Review
Repair, C.K.Williams, Bloodaxe £7.95
C.K.Williams has an enviable reputation and it’s not hard to understand why. His poems, often though not always long-lined, poke and prod at their subjects and though they seem to start in the most ordinary ways they usually end by raising questions about human behaviour. After Auschwitz is almost mundane when it begins:
We’d wanted to make France
but by dusk we knew we wouldn’t,
in a Bavarian town
just off the autobahn,
we found a room, checked in,
and went to look around.
But by the end it has built up into a passionate debate about how the routines of everyday life can co-exist with memories of what happened at Auschwitz. But they do, of course, and the poet has to struggle to make sense of it all.
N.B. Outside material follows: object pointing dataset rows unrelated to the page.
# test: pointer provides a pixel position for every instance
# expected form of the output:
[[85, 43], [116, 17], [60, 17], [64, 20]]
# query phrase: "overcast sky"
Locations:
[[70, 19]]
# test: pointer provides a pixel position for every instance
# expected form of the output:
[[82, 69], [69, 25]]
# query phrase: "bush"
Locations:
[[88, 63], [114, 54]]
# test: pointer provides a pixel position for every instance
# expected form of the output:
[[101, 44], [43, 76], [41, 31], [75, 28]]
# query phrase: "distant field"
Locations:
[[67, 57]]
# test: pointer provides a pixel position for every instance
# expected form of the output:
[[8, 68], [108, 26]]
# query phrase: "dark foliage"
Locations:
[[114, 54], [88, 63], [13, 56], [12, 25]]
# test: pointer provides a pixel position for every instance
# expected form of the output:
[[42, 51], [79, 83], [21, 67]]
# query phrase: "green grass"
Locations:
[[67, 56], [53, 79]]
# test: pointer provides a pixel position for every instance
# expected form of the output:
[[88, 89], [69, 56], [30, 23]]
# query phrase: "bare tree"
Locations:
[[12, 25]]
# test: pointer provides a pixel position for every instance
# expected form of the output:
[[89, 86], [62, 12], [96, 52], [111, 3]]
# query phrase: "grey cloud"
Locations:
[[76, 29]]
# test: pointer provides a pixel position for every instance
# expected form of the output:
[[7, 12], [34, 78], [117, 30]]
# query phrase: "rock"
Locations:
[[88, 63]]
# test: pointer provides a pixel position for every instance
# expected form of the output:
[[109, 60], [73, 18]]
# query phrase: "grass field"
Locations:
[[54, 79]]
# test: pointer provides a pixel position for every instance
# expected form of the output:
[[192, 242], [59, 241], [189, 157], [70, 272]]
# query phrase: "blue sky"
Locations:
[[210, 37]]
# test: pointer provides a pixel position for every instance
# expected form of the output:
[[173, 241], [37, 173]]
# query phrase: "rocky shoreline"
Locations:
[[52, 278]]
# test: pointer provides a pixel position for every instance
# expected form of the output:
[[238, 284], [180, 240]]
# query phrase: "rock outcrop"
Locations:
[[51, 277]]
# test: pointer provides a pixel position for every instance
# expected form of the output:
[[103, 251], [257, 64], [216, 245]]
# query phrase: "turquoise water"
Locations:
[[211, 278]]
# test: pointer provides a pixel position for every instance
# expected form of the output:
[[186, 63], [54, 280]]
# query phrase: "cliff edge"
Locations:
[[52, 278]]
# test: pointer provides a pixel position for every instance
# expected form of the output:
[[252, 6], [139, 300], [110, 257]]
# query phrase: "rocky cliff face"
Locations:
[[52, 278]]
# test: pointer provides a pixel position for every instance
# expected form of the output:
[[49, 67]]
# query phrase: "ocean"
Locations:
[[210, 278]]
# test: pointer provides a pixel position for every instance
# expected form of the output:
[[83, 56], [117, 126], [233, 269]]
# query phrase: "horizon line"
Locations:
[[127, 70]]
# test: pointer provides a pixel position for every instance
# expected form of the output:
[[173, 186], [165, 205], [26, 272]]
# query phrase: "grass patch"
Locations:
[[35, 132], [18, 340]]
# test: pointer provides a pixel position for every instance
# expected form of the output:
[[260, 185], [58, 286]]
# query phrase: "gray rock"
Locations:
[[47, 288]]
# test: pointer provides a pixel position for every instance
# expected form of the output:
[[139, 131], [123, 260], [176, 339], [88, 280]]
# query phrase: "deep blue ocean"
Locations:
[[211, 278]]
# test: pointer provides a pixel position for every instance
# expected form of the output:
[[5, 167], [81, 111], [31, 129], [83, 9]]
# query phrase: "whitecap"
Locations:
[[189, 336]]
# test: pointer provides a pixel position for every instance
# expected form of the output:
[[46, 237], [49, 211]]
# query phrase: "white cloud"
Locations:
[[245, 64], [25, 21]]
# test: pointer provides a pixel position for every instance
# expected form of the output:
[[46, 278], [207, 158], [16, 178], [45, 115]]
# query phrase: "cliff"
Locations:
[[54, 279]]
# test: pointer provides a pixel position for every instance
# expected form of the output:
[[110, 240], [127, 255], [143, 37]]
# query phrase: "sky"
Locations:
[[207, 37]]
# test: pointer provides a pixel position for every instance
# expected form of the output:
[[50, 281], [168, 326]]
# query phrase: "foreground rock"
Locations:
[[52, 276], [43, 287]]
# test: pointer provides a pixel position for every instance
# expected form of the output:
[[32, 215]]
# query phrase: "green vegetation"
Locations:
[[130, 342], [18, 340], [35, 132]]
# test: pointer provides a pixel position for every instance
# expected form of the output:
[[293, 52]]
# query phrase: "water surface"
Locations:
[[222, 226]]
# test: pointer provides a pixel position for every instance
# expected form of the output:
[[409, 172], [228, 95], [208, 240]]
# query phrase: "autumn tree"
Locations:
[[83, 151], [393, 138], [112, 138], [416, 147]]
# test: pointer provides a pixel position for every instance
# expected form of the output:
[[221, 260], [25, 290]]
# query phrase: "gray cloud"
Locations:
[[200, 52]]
Williams varies his subjects, just as he varies his lines, and he has a poem in which a lady, bending over a magazine table in a waiting-room, lets loose a little fart, which makes him think of his dog jumping when it’s startled by a car backfiring, which takes him back to a horse bucking and farting when it was mounted. And so on. There’s another, shorter-lined poem, which tells how the poet’s grandmother washed his mouth out with soap when he used a word she didn’t like. I found this particular poem one of the most satisfying in the book, and it started a slight nagging in my mind about how and why Williams uses long lines in many of his poems. I began to wonder if they were really necessary and whether or not the ideas expressed could just as easily have been dealt with in a different way. Two of the longest poems, King and The Poet, though both very readable, could have worked just as well as prose statements. But perhaps the line between poetry and prose is growing fainter all the time and it really doesn’t matter, provided there’s some rhythmic value in the words? And Williams does have rhythm. He’s a good poet to read and his poems say something worth listening to.